Nvidia has reached an impressive peak, becoming the first company to surpass 5 trillion dollars in market capitalisation. This is an achievement that clearly demonstrates the power of artificial intelligence today. But, as we have seen, this rapid rise raises questions. This system where companies invest in each other is a bit like a house of cards: it can hold, but it can also collapse if a single card moves. For now, the market seems confident, but we must remain vigilant. AI has enormous potential, that’s certain, but it will take time to see if all these investments translate into concrete and sustainable profits for everyone, not just for a few players in the sector. The future will tell us whether this period is the beginning of a new technological era or just a bubble that will eventually burst.

Frequently Asked Questions

Why is Nvidia worth so much money?

Nvidia makes the chips (like brains for computers) that are super important for artificial intelligence (AI). Since everyone wants AI now, everyone wants Nvidia’s chips. This makes the company’s value go up very high.

Is Nvidia’s value like a bubble that will burst?

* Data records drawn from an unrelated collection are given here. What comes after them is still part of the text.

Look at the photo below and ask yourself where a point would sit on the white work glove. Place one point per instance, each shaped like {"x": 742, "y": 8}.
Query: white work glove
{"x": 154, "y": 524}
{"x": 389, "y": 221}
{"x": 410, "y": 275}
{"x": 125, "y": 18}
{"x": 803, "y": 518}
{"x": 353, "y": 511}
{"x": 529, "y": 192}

Some people think so. They say that companies are buying and selling things to each other, including Nvidia’s chips, which artificially drives up prices. It’s a bit like when everyone starts buying a toy because it’s trendy, and the price skyrockets, before coming back down.

What is the ‘circular financing’ we’re talking about?

It’s when a company, like Nvidia, lends money or invests in another company. Then, that other company uses that money to buy Nvidia’s products (its chips, for example). This makes money circulate in a closed loop, which can give the impression that everything is fine, even if that’s not necessarily the case in the long term.

Does Nvidia’s CEO think there’s a bubble?

No, Nvidia’s CEO, Jensen Huang, believes the AI market is solid and not a bubble. He is very confident that people will continue to buy their chips because AI is here to stay and will become even more important.

Is AI a real revolution or just a trend for stock market investors?

That’s a big question! AI is clearly a revolutionary technology that is changing many things. But the way companies exchange money and the speed at which Nvidia’s value has increased make some wonder if it’s also a kind of « trend » for making money on the stock market, like the dot-com bubble a long time ago.

Why is Nvidia’s value compared to the GDP of some countries?

Because Nvidia’s total value (what it’s worth on the stock market) has become so huge that it’s larger than the wealth produced by many countries in a year (their GDP). This shows how gigantic this company has become very quickly.